What Else Can You Expect from a Woman Named after a Byzantine Empress?

Anyone else get the feeling that if Puritanism never existed, American liberals would have felt compelled to invent it? Indeed, Puritanism is so often held to be the great American tradition that it is kinda depressing to look around and see the many ways we Americans have evolved beyond it. Even the most conservative of Americans today often indulge in activities -- living with their boyfriends or girlfriends before marriage, piercing their private parts, gazing at pornography, going to strip clubs -- that would have shocked our Puritan ancestors. And when you consider how many Americans today are not directly related to the Puritans, it is a wonder that Puritanism gets as much lip service as it does.
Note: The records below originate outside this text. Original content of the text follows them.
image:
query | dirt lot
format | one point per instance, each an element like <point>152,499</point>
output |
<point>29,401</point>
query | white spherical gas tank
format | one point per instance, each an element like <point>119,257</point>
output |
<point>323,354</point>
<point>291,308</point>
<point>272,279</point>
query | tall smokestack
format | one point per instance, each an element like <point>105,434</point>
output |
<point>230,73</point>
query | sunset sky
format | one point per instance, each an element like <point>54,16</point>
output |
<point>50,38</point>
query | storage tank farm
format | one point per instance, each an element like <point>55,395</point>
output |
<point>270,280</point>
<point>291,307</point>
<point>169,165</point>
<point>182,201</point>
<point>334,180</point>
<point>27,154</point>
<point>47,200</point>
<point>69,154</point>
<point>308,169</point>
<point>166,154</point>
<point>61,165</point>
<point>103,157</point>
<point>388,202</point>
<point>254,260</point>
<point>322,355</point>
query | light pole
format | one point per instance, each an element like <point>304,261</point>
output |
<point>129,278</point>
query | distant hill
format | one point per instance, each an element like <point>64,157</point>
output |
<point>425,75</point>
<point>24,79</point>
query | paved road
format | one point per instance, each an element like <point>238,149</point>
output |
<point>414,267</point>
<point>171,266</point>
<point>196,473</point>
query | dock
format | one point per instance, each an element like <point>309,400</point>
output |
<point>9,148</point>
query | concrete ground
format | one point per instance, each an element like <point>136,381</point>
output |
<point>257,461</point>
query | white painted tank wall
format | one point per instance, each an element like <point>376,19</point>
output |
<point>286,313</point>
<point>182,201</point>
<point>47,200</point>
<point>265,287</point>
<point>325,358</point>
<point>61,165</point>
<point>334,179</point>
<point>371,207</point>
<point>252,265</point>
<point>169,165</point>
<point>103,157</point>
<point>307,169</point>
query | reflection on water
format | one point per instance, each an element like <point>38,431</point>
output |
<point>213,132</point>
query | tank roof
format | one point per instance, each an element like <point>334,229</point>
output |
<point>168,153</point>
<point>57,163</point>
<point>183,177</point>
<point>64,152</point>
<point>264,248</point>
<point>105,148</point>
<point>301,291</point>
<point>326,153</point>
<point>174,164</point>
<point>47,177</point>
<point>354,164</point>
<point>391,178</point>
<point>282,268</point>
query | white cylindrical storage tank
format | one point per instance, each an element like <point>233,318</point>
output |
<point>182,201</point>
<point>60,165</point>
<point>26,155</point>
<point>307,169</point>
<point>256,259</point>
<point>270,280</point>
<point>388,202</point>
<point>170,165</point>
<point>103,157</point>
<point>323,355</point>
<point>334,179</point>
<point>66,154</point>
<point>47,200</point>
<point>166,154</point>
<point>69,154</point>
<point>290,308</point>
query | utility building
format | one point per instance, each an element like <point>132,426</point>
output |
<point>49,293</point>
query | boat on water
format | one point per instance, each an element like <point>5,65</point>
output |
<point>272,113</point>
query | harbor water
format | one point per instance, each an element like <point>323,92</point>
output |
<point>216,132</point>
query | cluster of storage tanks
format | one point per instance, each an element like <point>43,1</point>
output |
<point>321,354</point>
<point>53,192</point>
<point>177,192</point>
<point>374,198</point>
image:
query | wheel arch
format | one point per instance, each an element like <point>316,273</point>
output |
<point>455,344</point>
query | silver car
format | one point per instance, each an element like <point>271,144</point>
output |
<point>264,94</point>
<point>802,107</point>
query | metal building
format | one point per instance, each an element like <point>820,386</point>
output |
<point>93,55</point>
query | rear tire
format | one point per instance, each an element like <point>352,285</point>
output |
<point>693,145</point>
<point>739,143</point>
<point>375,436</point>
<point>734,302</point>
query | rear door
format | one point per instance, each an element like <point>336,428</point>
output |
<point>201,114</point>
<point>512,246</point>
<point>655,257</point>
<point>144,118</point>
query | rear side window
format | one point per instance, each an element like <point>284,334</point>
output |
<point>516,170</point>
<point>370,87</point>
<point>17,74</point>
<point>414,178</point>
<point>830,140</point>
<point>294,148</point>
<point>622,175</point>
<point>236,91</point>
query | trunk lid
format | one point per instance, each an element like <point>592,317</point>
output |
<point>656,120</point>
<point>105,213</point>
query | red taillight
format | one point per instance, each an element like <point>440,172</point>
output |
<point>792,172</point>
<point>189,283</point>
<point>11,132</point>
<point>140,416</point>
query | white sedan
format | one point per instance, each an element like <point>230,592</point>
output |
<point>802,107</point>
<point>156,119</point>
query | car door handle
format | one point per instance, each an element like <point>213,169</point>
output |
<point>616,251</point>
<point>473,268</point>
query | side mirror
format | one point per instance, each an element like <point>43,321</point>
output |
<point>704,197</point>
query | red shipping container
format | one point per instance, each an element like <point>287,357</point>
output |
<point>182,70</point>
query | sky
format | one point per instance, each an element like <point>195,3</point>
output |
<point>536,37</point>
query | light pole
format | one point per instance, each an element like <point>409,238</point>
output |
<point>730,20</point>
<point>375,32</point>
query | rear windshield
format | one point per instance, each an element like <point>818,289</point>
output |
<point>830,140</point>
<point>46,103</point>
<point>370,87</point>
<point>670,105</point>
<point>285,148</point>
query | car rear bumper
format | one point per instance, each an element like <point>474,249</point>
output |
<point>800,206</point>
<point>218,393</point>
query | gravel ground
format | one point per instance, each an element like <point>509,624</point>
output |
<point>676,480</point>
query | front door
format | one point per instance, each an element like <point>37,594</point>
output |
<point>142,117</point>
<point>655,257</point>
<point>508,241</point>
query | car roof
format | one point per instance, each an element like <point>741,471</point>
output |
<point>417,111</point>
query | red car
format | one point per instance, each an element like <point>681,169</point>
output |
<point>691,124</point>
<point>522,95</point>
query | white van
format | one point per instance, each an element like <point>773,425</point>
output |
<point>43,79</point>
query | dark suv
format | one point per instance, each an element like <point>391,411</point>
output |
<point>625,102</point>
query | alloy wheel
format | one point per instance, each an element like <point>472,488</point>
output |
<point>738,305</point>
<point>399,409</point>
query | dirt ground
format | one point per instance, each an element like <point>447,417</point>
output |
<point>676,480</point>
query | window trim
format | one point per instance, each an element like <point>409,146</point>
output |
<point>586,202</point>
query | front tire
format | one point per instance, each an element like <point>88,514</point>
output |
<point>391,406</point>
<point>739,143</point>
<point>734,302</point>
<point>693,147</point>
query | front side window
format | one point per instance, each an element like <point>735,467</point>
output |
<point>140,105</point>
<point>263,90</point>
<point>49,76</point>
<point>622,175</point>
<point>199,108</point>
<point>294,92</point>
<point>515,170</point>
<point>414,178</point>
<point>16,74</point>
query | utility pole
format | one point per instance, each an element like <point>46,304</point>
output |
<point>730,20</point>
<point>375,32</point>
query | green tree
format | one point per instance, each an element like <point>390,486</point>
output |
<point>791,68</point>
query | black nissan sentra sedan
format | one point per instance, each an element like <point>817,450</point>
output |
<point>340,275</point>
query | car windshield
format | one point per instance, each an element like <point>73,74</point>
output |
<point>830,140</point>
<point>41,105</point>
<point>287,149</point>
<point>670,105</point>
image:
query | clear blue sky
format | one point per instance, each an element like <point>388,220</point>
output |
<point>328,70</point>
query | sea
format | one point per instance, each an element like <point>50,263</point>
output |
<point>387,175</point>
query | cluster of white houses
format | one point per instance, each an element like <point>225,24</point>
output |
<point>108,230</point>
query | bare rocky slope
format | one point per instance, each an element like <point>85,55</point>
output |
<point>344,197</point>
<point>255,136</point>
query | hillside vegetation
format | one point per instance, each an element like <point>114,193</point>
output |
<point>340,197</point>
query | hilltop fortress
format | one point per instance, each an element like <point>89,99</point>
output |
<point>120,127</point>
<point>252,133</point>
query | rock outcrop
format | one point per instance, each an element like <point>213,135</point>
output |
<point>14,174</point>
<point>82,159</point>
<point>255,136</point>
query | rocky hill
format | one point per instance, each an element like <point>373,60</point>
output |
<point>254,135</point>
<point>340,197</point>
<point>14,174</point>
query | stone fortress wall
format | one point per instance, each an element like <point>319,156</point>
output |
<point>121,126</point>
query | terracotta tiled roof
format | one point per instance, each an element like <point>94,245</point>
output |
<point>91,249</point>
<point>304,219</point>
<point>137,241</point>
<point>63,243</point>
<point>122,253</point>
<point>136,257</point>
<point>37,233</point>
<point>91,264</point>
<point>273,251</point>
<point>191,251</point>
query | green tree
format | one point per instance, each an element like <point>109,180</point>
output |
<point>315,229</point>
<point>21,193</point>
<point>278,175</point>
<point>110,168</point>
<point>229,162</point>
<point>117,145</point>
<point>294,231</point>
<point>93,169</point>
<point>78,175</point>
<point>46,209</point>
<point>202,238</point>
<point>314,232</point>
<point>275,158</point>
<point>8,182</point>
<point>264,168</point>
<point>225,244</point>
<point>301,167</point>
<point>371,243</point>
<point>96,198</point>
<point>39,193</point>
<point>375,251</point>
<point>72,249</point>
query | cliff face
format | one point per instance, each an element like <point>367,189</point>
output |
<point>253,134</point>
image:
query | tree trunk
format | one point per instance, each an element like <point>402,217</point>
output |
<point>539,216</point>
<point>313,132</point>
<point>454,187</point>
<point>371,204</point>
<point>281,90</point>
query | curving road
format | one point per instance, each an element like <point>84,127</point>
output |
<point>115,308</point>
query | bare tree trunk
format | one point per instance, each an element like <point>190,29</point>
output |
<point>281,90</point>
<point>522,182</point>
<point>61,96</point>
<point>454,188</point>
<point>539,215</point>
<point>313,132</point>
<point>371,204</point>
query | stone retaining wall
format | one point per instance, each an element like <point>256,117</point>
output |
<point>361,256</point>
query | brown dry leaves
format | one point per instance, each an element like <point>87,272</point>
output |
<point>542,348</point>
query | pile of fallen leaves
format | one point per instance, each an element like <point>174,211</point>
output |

It is especially depressing to watch an old movie like Theodora Goes Wild and realize how much American culture has changed since the days when this movie was made. Back in 1936, when this movie was first released, small town gossip was no doubt still a thing to be feared and the loss of a woman’s reputation was still regarded as a genuinely serious matter. Yet today few enough people live in small towns to make fearing small town gossip worthwhile. And so many American women nowadays have done so much worse than indulge in the drinking and dancing that Theodora does when she finally rebels against the small town gossips in this movie that Theodora’s rebellion seems funny in a way that the filmmakers did not quite intend.

Anyway, the movie revolves around the life of a small town girl named Theodora Lynn (played by Irene Dunne) who chooses to start a literary career by writing romance novels under a pen name. Unfortunately for her, the novels prove to be quite popular -- and because they are very steamy -- controversial to boot. Her own aunts -- with whom she lives -- join a campaign to ban the books in her home town, and if that is not complicated enough, a big city acquaintance named Michael Grant (played by Melvyn Douglas) follows her back to her home town and threatens to expose her true identity.

Much is made of the fact that Theodora is basically a decent woman who eventually -- through circumstances beyond her control -- acquires a reputation for being anything but decent. Finally she gives in and deliberately embraces her new-found reputation, mocking the gossips of her home town by pretending to be the very type of “loose“ woman they assume her to be. As noted above, she drinks and dances in public and pretends to have various illicit affairs. She also discovers that Michael Grant who had been looking down on her for leading a double life has secrets of his own. And that city folks can be every bit as petty and hypocritical in their ways as small town residents.

The ending of the movie is too delicious to spoil. Let’s just say everything works out for Theodora Lynn in a way that seems quite logical -- and in the end, quite just.

Yet the most ironic thing about that ending is the way Theodora manages to get the attention of the townsfolk with an act that would receive little attention today. So I guess we should be glad that times have changed, right?